Minhas observações e posição sobre os comerciais da Hope
O assunto dessa semana foram os comerciais da empresa de roupas íntimas femininas Hope. Li diversas opiniões, com algumas pessoas que eu não esperava mostrando um lado conservador de si e outras se queixando do caráter machista do comercial.
No entanto eu não tinha ainda visto os comerciais, tendo visto apenas algumas fotos que me davam uma ideia um tanto vaga de como foram as tais propagandas. Agora há pouco foi que eu vi os três comerciais (“bati o carro”, “estourei o limite do cartão” e “minha mãe vem morar com a gente”), e me impeli a mostrar o meu ponto de vista. Até também porque o Consciencia.blog.br estava em débito com @s leitoræs, porque, sendo este um blog feminista, ainda não tinha comentado esse assunto que atualmente é obrigatório entre o meio feminista brasileiro.
Assisti os comerciais agora há pouco, e achei-os curtos demais para serem fortes influenciadores de comportamento. Mas percebi sim que ele legitima alguns paradigmas sutilmente opressivos:
- exibe a mulher como alguém que depende do companheiro em termos de propriedade (dinheiro e carro), não havendo uma igualdade de papéis econômicos nem de mobilidade. Na propaganda, o contexto ficcional é que a personagem de Gisele Bündchen depende do marido para fazer compras (mesmo ela tendo um cartão próprio, este não dá conta dos gastos dela, obrigando-a a recorrer às finanças do companheiro) e para se deslocar, não tendo autonomia bastante para reivindicar uma partilha equitativa da renda do casal (e da autoridade sobre essa renda) nem seus próprios meios de locomoção;
- alimenta os estereótipos da mulher que dirige mal – e, por tabela, reforça a ideia preconceituosa de que mulheres não sabem dirigir automóveis como os homens – e da que, mesmo não tendo autonomia financeira, gasta sem qualquer parcimônia;
- passa a “lição” – que só não é mais incisiva e indutiva porque os comerciais são rápidos demais – de que a mulher tem que usar seus dotes físicos para obter o perdão do marido ante atos falhos, sob pena de ser repreendida. Mulheres fora dos padrões europeu (branca e magra como Gisele) ou brasileiro (branca ou mulata, de corpo sarado e curvilíneo) de beleza ficam de fora da “lição” e correriam risco integral de repreensão por parte do marido;
- reforça o padrão europeu passarelista de beleza feminina como sendo o principal e excelente, marginalizando-se as negras e mulatas e as acima do peso;
- usa o corpo feminino como meio de fazer propaganda – muito embora os comerciais sejam destinados para mulheres. Presumo que a intenção era influenciar os homens a convencer suas esposas a comprar calcinhas e sutiãs da Hope. Esse ponto se destaca porque são muito raros os comerciais que usam o corpo masculino como instrumento para promoção de um produto, ao contrário da abundância de corpos femininos, curvilíneos ou magros, na publicidade brasileira.
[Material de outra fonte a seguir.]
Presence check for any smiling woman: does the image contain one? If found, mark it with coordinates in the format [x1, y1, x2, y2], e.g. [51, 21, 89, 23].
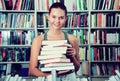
[29, 2, 80, 81]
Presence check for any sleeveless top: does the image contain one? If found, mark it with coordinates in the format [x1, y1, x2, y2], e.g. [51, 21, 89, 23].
[43, 31, 70, 44]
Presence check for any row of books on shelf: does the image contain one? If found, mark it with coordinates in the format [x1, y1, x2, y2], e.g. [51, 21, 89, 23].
[1, 74, 90, 81]
[0, 13, 34, 28]
[90, 47, 120, 61]
[36, 0, 88, 11]
[90, 0, 120, 10]
[106, 70, 120, 81]
[37, 13, 88, 28]
[91, 12, 120, 28]
[0, 48, 30, 62]
[0, 30, 35, 45]
[90, 30, 120, 44]
[0, 0, 34, 10]
[91, 62, 120, 76]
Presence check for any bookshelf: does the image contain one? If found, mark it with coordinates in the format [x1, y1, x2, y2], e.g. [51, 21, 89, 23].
[0, 0, 120, 81]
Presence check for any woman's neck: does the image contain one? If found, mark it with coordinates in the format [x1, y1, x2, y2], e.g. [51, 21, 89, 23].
[47, 30, 65, 40]
[47, 30, 63, 36]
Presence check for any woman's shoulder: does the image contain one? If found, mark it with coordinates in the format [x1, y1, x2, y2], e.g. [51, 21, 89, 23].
[33, 34, 44, 42]
[68, 34, 77, 40]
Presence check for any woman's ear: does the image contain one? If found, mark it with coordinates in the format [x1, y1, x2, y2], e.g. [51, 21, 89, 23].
[46, 14, 50, 20]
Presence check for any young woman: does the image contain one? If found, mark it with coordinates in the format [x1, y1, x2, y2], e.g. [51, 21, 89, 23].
[29, 2, 80, 81]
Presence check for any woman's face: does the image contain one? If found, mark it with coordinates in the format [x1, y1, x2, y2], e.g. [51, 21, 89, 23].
[48, 8, 66, 29]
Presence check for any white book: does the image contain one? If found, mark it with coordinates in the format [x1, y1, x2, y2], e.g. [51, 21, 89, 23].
[39, 58, 70, 64]
[40, 66, 74, 72]
[14, 75, 19, 81]
[42, 40, 67, 46]
[4, 75, 11, 81]
[9, 76, 14, 81]
[41, 50, 66, 55]
[47, 74, 53, 81]
[41, 46, 67, 51]
[17, 76, 22, 81]
[38, 54, 66, 60]
[44, 62, 73, 67]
Por isso considero que os comerciais são de mau gosto, e, mediante denúncias, são candidatos à lista negra do CONAR.
E falando em denúncias, questiono o fato de eles terem chamado a atenção do governo, especificamente da Secretaria de Políticas para as Mulheres (SPM). É aquela coisa que se comenta muito por aí: por que a SPM também não chama a atenção das cervejarias, cujas propagandas abusam de explorar o corpo feminino como um objeto promotor de drogas alcoólicas? Por que também não age contra a postura das agências de propaganda contratadas por empresas fabricantes de produtos de limpeza e higiene e eletrodomésticos, agências essas que usam quase apenas mulheres em suas propagandas, reforçando o tradicional papel de gênero da mulher como única gerenciadora do lar – e dispensando a participação masculina ativa na limpeza e organização da casa?
E outra: por que o governo defende o respeito às mulheres, e apenas neste momento, enquanto rifa os direitos d@s LGBT em acordos escusos com a corrupta e intolerante bancada evangélica (vide caso Palocci e veto presidencial ao kit Escola Sem Homofobia), ignora a existência da minoria mais discriminada do planeta – os ateus – e, como dito acima, não agiu com igual autoridade contra dezenas de outras propagandas, tão ou mais machistas do que as da Hope – isso sem falar do racismo vigente na publicidade, que apenas rara e excepcionalmente usa negros e mulatos nas propagandas?
Dois aspectos fizeram muitos homens e mulheres acreditarem que a SPM agiu indevidamente e “impôs uma ditadura do pensamento único”: a pouca duração das peças publicitárias, curtas demais para inspirar fortemente comportamentos femininos e evidenciar seus aspectos machistas para a maioria da sua audiência, e a ação meramente pontual – e, por que não, hipócrita – do governo/SPM.
Minha conclusão é que o comercial é sim machista, estereotípico e de mau gosto, mas o governo Dilma não tem envergadura moral para cobrar respeito às mulheres. Se ele sair do ar, creditarei esse mérito mais ao CONAR e à polêmica popular do que à ação da SPM em si.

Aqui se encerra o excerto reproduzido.